À la décharge de Carl Orff, on peut rappeler que les Carmina Burana prônent l’irrévérence, l’individualisme et une forme de renversement de l’ordre social, des valeurs en opposition avec l’idéologie culturelle des nazis. Comment une œuvre aussi subversive n’a-t-elle pas été qualifiée de musique dégénérée (Entartete Musik) ?

Une telle contradiction me paraît très étonnante en effet, sans compter que le texte des Carmina multiplie les références sexuelles osées. Tout cela rapproche les Carmina de ce que les nazis qualifient d’« Entartete Musik ». L’usage du vieil allemand ou du latin contribue sans doute à amoindrir la gravité des scènes « crues ». Il y a aussi une forme de distanciation historique qui joue en faveur de Carl Orff : toutes ces scènes se déroulent dans des temps reculés, cela les rend sans doute plus acceptables aux yeux des nazis.

Orff est considéré par les uns comme un compositeur de génie ; d’autres voient en lui un bigot, un antisémite fasciste dont la popularité est une honte pour l'Allemagne et les survivants de l'Holocauste. Quel est votre point de vue ?

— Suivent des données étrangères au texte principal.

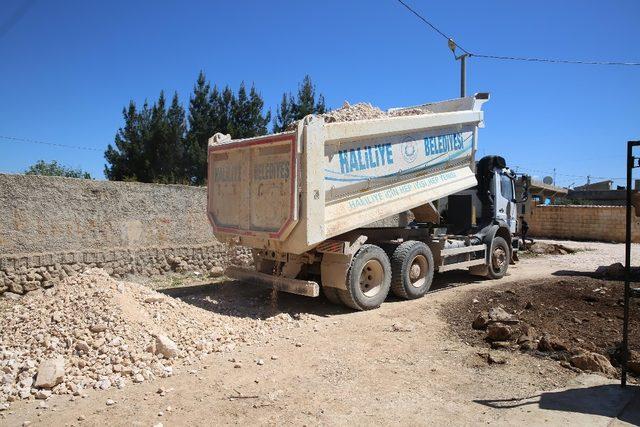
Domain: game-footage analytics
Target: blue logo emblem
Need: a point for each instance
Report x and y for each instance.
(409, 151)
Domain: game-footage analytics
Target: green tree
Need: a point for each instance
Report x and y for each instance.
(202, 125)
(305, 103)
(160, 144)
(53, 168)
(151, 145)
(247, 119)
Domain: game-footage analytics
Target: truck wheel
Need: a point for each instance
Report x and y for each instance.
(498, 258)
(368, 279)
(412, 270)
(331, 294)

Nous savons que Carl Orff a clairement été en contact avec le régime nazi. Il a tenté de se dédouaner en faisant croire après la guerre qu’il avait appartenu à un réseau de résistance (La Rose blanche), ce qui n’a jamais été prouvé, et qu’il avait voulu protéger un ami juif, Kurt Huber (un résistant). Tout cela semble une reconstitution a posteriori. Ce qui est clair, c’est qu’Orff n’avait pas beaucoup d’argent pendant la guerre. Il s’est rendu compte de l’opportunité de survivre via les commandes du régime nazi. En connaissant cela, avons-nous le droit de juger Orff aussi sévèrement ? La question qui me semble fondamentale est de savoir si, en refusant de diriger Carmina Burana, nous punissons Orff pour ses actes ou si nous ne privons pas plutôt l’humanité d’un réel chef-d’œuvre ? La question reste ouverte...

Pourquoi terminer vos huit années à la tête de l’OPRL par cette musique ?

J’ai toujours été fasciné par cette musique que je connais depuis mon adolescence, époque où je la chantais dans un chœur à Vienne (j’avais une voix de baryton). C’est aussi une œuvre qui fascine le public et qui n’a plus été donnée depuis longtemps avec l’OPRL (la dernière fois, c’était avec Patrick Davin, au moment des 50 ans de l’Orchestre). La partition m’a également semblé idéale car elle utilise un instrumentarium considérable qui me donne l’occasion de jouer avec tout l’Orchestre pour mon dernier grand concert. Et je m’en réjouis !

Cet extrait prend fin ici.